Bolivia willing to offer asylum to Snowden
Updated: 2013-07-07 11:50
LIMA -- Bolivian President Evo Morales announced Saturday his country will offer humanitarian asylum for US National Security Agency leaker Edward Snowden if asked, according to reports reaching here from La Paz.
Morales, who was speaking to residents in Chipaya, a small town in western Bolivia, made the statement to "solemnly protest" his plane being refused to fly through four European countries' airspace amid suspicions that Snowden was on board earlier this week.
Morales said Bolivia is not going to be intimidated by the United States and European countries on the Snowden issue.

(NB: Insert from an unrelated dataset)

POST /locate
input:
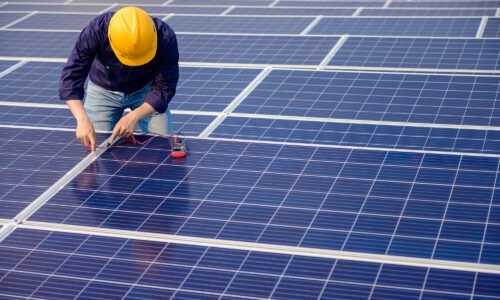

He said he only knew about Snowden through media, but the United States and some European countries made unfounded suspicions that his plane took Snowden away from Moscow.
In fear of Snowden's presence, France, Italy, Portugal and Spain blocked the presidential plane after Morales left Moscow where he attended a meeting of natural gas-producing nations on July 2, forcing it to land in Vienna, Austria.
This incident aroused anger among several Latin American leaders, who joined Morales two days ago in a meeting to condemn the European countries for infringing on the rights of Bolivia and all the Latin-American people, saying it is a violation of international law.
The Bolivian government blamed the United States for pressuring the European countries on the Snowden issue, threatening to close the U.S. embassy in Bolivia.
Snowden, who has been stranded in the transit area in Moscow's Sheremetyevo International Airport for about two weeks, has reportedly applied for asylum in 21 countries, with Venezuelan and Nicaraguan presidents having making the offer and Ecuador willing to consider the application.